Пулемет все сильнее тянул Голого к земле. Мальчик шел за ним по пятам.
— Видишь вон там дворцы? — спросил Голый.
— Вижу.
— А село видишь?
— Вижу.
Они молча сделали еще несколько шагов. Наконец Голый остановился. Снял с плеча пулемет, положил его на землю, ухватился за ствол дерева, подержался за него и начал ломать ветки, до которых мог дотянуться. Он обломал одну еловую лапу, другую, третью, постепенно выросла небольшая куча, он наступил на нее и утоптал ногами.
— Ложись, — сказал он мальчику и сам опустился рядом.
Мрак сгустился, тьма стала непроглядной, они погрузились в глубокий сон.
* * *
Они медленно приходили в себя.
— Село, — тихо сказал Голый.
Среди блестящих камней и посевов, сверкающих от росы, мальчик увидел крыши, трубы, балконы.
— Село, — сказал и он — без удивления, без радости.
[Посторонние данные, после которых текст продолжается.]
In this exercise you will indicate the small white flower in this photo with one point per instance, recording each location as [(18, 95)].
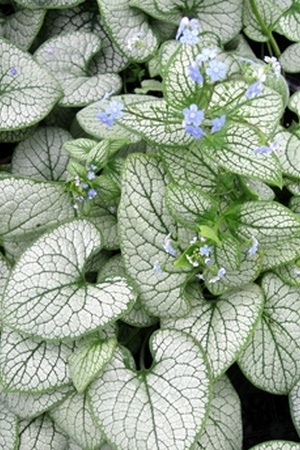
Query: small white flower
[(137, 38), (275, 65), (157, 268), (168, 246), (191, 261)]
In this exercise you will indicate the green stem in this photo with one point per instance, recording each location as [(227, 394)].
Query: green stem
[(265, 29)]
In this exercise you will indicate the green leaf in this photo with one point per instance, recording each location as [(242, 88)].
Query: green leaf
[(28, 92), (27, 406), (267, 221), (17, 135), (105, 220), (89, 359), (41, 156), (62, 303), (29, 365), (277, 445), (74, 418), (222, 326), (48, 4), (289, 23), (87, 119), (137, 316), (290, 273), (236, 154), (109, 59), (156, 396), (257, 189), (269, 12), (271, 358), (22, 27), (223, 428), (294, 103), (264, 111), (189, 205), (41, 433), (192, 167), (156, 122), (125, 24), (289, 154), (9, 430), (67, 57), (283, 252), (142, 208), (179, 89), (28, 208), (290, 58)]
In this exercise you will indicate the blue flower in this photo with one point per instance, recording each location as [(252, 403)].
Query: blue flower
[(113, 111), (168, 246), (254, 247), (13, 71), (195, 74), (193, 115), (190, 37), (255, 89), (91, 175), (207, 54), (157, 268), (92, 194), (196, 132), (219, 275), (218, 123), (205, 250), (185, 23), (216, 70), (263, 150)]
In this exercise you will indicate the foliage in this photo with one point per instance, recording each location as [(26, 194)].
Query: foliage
[(150, 223)]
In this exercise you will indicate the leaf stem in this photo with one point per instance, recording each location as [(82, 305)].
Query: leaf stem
[(265, 29)]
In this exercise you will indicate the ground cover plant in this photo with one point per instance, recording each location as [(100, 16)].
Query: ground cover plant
[(149, 221)]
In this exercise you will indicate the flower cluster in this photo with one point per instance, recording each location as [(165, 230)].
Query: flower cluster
[(254, 247), (83, 186), (188, 31), (267, 149), (272, 68), (207, 63), (113, 111)]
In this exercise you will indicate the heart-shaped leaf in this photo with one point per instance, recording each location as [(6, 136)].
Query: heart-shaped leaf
[(66, 57), (22, 27), (28, 208), (41, 433), (9, 429), (49, 280), (142, 207), (41, 156), (27, 406), (157, 396), (28, 92), (271, 358), (290, 58), (223, 428), (129, 29), (237, 155), (222, 327), (267, 221), (32, 366), (89, 359), (74, 418)]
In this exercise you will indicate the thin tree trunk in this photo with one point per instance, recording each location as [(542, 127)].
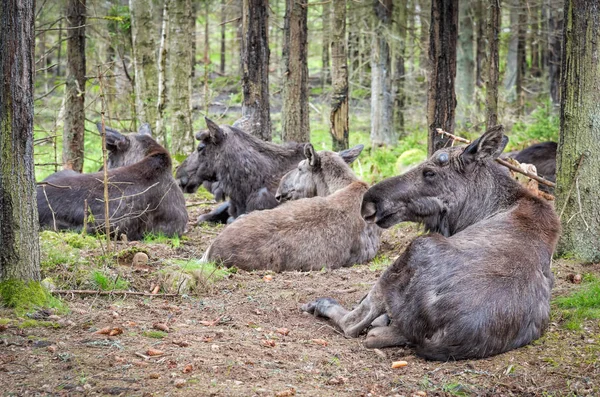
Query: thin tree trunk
[(441, 99), (578, 169), (74, 126), (143, 33), (255, 63), (294, 112), (179, 73), (465, 65), (493, 33), (339, 78), (382, 131), (20, 251), (161, 105)]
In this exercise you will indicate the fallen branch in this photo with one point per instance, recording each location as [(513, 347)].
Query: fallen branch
[(93, 292), (500, 161)]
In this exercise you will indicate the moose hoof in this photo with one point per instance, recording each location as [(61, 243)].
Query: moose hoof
[(320, 306)]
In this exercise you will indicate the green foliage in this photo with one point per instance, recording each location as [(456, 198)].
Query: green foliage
[(23, 296), (105, 282), (581, 305)]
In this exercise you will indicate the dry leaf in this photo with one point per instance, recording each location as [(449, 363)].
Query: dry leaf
[(154, 352), (282, 331), (161, 327), (399, 364), (286, 393)]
Больше часа они брели по горам. Взбирались на вершины, спускались, обходили кручи, карабкались по склонам и все молча, ни на что не надеясь. Они проснулись, лишь только занялась заря. Город, который привиделся им с вечера, распался на изуродованные ели, буки и груды земли. Здесь недавно падали гранаты и, видимо, бомбы: земля была в воронкообразных ранах. Они молча встали и двинулись дальше на северо-запад по росе, в розоватых сумерках утра. Шли медленно, часто садились на кучи вывороченной земли и смотрели широко раскрытыми глазами во тьму, где им мерещились всякие яства. В неверном свете кусты превращались в овец, глыба земли на тропинке — в хлеб. Мальчик бросил страстный взгляд на камень — ему показалось, что это забытая торба.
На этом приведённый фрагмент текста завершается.